我并非没有永远脱下贞操带的机会,宿管说:“只要你清心寡欲,不要想那些不该想的,自然就给你解锁。”而她判断方式竟然是用闻的……我解开那条带子洗澡期间,宿管会先给我准备一条洗过的干净贞操带让我更换,并且在要清洗我刚脱下的贞操带前,还会不厌其烦地去嗅着它接触我那部位之处,必须没有一丝异味才算通过……然而过了三年了,我不仅一次都没成功,甚至还越来越糟,有时都能自我感受到那里在缓缓泌出淫液……怎么会这样,我也不清楚,更不知道如何是好……
算了,多想无用。
我换上了全套礼服,并穿上了高跟鞋,一般家庭都还不会给未成年女孩子穿跟鞋吧?
不过我读的学校,从十岁左右就开始规定要穿跟鞋了,最初几年是短跟及中跟,然后换成了三吋、四吋,初时站都站不稳,走路也又丑又痛,但经过学校训练,现在要我穿着四吋高跟鞋站着一整天已经完全没问题了。
为什么学校要有这么多奇葩的规定呢,因为那是一间供贵族人家,将自己的千金女儿栽培成淑女、名媛,所开设的礼仪女校,在那间学校的每个学生,都是时不时家人就会带她到上流或顶流人士聚会的场所,因此不仅礼仪要好,台风也很重要,总不能跟其他名媛人家相比,自己还穿着皮鞋甚至帆布鞋吧。

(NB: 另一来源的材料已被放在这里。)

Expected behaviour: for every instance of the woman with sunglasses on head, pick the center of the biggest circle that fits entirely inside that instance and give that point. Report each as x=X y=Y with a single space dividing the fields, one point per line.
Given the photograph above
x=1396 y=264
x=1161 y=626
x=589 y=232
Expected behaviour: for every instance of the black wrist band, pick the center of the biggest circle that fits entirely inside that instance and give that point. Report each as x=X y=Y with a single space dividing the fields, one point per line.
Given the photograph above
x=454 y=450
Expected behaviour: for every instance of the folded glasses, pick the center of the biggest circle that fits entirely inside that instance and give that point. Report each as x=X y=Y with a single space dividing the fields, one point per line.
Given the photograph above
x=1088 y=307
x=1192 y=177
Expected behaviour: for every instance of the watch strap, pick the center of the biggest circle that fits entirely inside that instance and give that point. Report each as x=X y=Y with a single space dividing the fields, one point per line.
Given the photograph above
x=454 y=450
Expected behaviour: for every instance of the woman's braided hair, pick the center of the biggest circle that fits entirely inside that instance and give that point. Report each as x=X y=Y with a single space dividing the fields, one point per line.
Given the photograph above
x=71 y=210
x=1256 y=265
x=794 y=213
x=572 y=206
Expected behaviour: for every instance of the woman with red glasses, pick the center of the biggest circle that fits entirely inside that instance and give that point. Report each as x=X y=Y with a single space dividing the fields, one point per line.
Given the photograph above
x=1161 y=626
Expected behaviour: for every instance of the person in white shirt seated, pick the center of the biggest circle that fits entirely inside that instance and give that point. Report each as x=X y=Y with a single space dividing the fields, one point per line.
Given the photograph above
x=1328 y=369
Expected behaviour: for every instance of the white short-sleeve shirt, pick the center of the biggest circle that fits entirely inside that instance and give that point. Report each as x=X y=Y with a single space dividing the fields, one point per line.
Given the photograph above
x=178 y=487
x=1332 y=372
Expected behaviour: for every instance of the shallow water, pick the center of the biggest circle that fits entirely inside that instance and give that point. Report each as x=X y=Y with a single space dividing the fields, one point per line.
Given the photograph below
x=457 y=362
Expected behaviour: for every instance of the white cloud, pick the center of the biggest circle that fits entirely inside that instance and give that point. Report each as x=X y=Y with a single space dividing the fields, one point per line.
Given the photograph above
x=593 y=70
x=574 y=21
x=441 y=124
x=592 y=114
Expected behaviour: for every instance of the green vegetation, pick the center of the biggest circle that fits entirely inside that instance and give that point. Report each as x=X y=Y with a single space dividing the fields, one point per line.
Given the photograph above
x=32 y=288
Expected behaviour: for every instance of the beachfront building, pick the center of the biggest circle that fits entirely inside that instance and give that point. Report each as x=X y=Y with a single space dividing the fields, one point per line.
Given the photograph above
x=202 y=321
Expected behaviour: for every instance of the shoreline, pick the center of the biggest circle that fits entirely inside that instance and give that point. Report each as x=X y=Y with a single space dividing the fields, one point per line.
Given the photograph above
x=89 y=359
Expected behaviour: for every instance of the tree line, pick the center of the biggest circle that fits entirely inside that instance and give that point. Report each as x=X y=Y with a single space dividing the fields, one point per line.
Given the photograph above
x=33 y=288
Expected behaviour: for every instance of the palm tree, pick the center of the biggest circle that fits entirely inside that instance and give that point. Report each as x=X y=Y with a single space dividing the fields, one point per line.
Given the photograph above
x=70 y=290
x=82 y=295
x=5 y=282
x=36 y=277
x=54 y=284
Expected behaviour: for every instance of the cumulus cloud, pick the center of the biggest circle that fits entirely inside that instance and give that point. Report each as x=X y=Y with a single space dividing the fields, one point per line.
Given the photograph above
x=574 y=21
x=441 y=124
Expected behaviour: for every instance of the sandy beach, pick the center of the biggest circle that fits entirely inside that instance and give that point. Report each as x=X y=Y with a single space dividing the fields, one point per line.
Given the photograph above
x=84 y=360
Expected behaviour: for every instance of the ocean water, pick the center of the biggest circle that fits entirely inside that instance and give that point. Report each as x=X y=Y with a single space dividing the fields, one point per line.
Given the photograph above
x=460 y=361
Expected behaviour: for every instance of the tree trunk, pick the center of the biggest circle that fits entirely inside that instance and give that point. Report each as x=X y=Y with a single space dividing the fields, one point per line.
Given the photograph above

打理好洋装、梳好头发、化上亮丽的妆容,这些是每天早晨的必备功课,从起床到完成这些,花了一个小时左右,才终于可以步出房间,走向餐厅。
尽管肚子已经饿扁了,但是淑女教育禁止我用跑的,甚至走快一点到会喘气流汗都不行,我好像很久很久没有在非运动时期跑过步了,当然,穿着高跟鞋,也让我虽然走得优雅,但也丧失了奔跑的机动力。
来到饭厅,规矩地坐在餐桌上,望着盘中丰盛营养的早餐,我拾起碗盘旁的刀叉,按着餐桌礼仪开始享用今天的第一餐。
“晚点的宴会,你准备好了吗?”坐在餐桌对面的父亲,边看着早报边问我。
“嗯,咱准备好了。”我咽下口中的食物,回答道。
说话时轻声细语、吃东西时细嚼慢咽,嘴里的食物不能超过一小口能吞下肚的量,才能在吃饭时被问问题时能尽快吞下食物回答而不让对方等太久,这种固定俗套的餐桌礼仪,我从小开始就读那所学校,每一餐每一顿饭都这杨严格训练我们,早已能从容视之了。